Edupark alia tecnologia e conteúdo para promover novas experiências educativas. Uma parceria entre a Cesgranrio, o Instituto Antares e a Secretaria Municipal de Educação.



Edupark - Educação completa - Cesgranrio



Promover uma experiência surpreendente, que une diversos sentidos e trabalha aspectos educativos e comportamentais. Esta é a intenção do projeto Edupark, lançado no Brasil nesta segunda, dia 10 de agosto, pela Fundação Cesgranrio, em parceria com o Instituto Antares e a Secretaria Municipal de Educação do Rio de Janeiro.

Destinado a estudantes a partir do 6º ano do Ensino Fundamental, o Edupark nasceu em Israel e alcançou muito sucesso em outros países, como Estados Unidos e México. A iniciativa, no Brasil, será viabilizada a princípio na cidade do Rio de Janeiro, em escolas públicas municipais. A Fundação Cesgranrio é responsável por toda a logística de exibição dos vídeos para os estudantes.
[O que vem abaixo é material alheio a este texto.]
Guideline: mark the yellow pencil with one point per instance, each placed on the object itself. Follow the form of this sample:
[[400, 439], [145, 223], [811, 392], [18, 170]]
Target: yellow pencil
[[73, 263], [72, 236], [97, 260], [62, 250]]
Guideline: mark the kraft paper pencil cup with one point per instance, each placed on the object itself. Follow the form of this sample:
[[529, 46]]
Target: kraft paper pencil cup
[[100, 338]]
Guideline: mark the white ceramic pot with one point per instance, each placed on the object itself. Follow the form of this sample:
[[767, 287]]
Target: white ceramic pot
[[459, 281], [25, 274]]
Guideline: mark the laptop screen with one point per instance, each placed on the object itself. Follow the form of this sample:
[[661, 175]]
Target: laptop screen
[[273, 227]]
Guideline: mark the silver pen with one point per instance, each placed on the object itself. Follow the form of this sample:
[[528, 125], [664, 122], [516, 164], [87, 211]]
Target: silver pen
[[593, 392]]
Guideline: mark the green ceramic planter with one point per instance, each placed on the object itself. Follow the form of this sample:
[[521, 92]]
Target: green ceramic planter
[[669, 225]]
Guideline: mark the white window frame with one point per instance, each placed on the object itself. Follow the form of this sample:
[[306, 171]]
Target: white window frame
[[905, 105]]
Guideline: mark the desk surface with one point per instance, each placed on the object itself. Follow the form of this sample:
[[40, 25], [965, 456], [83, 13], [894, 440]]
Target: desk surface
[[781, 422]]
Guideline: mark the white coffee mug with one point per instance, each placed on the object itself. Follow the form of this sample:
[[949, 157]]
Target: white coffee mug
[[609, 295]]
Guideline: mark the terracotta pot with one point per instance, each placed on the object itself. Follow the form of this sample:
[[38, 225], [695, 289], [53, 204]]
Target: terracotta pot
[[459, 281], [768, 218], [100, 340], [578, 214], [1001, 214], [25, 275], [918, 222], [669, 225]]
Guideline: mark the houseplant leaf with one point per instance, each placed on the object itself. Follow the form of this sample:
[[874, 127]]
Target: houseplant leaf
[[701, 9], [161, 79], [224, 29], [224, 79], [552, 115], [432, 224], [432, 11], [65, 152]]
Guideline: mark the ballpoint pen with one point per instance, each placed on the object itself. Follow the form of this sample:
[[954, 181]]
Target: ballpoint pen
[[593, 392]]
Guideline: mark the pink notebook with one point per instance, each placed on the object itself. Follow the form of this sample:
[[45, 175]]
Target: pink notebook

Esta tecnologia de ensino alia vídeos em 3D a experiências auditivas e interativas para estimular crianças e adolescentes a compreender melhor o mundo que as cerca e sua participação nele. Está prevista uma série de apresentações sucessivas com até 150 alunos por sessão. Ao final da primeira etapa de exibições – até junho de 2016 – a meta é que 32 mil crianças e jovens tenham sido contemplados pelo projeto.


Agenda de atividades


A agenda de atividades nas escolas cariocas começou também no dia 10 de agosto, quando o projeto foi apresentado a estudantes da E.M. Frederico Trotta, na Barra da Tijuca. Até o fim deste mês, a programação prevê que o Edupark passe por escolas da 7ª Coordenadoria Regional de Educação (CRE), que abrange Barra, Jacarepaguá e Recreio dos Bandeirantes; 5ª CRE (região de Madureira e Vila da Penha); 3ª CRE (região do Méier); e 2ª CRE (que inclui Copacabana, Lagoa e Grande Tijuca, entre outros bairros). Os primeiros vídeos vão abordar a preservação do meio ambiente e a dependência química.

Além das exibições, estão sendo produzidos materiais que permitam aos professores a ampliação do debate dentro da sala de aula, estimulando a educação inclusiva e voltada para a promoção da cidadania.

 

Fez-se uma cuidadosa adaptação à nossa realidade, de tal modo que o aproveitamento das preciosas lições será total.

Arnaldo Niskier
Diretor do Instituto Antares e membro da Academia Brasileira de Letras

 

Segundo o educador Arnaldo Niskier, que é diretor do Instituto Antares, os recursos do Edupark captam a atenção dos estudantes e garantem avaliação automática do entendimento dos conteúdos expostos:

– Os filmes, produzidos com grande esmero, serão apresentados em terceira dimensão, com óculos especiais emprestados aos alunos, e equipamentos moderníssimos de interatividade. Assim, haverá uma avaliação automática dos resultados do seu uso. Fez-se uma cuidadosa adaptação à nossa realidade, de tal modo que o aproveitamento das preciosas lições será total.

Já o professor Carlos Alberto Serpa destacou que a iniciativa promove inserção cultural das crianças e jovens menos abastados na nossa cidade:

– O Edupark vem ao encontro dos interesses da Fundação Cesgranrio, que busca desenvolver novos métodos educativos que unam ensino e cultura. Por isso, é com entusiasmo que damos início a este projeto em escolas públicas municipais, de forma a prestigiar estes estudantes em condições financeiras mais precárias, de maneira nova, lúdica e inteligente.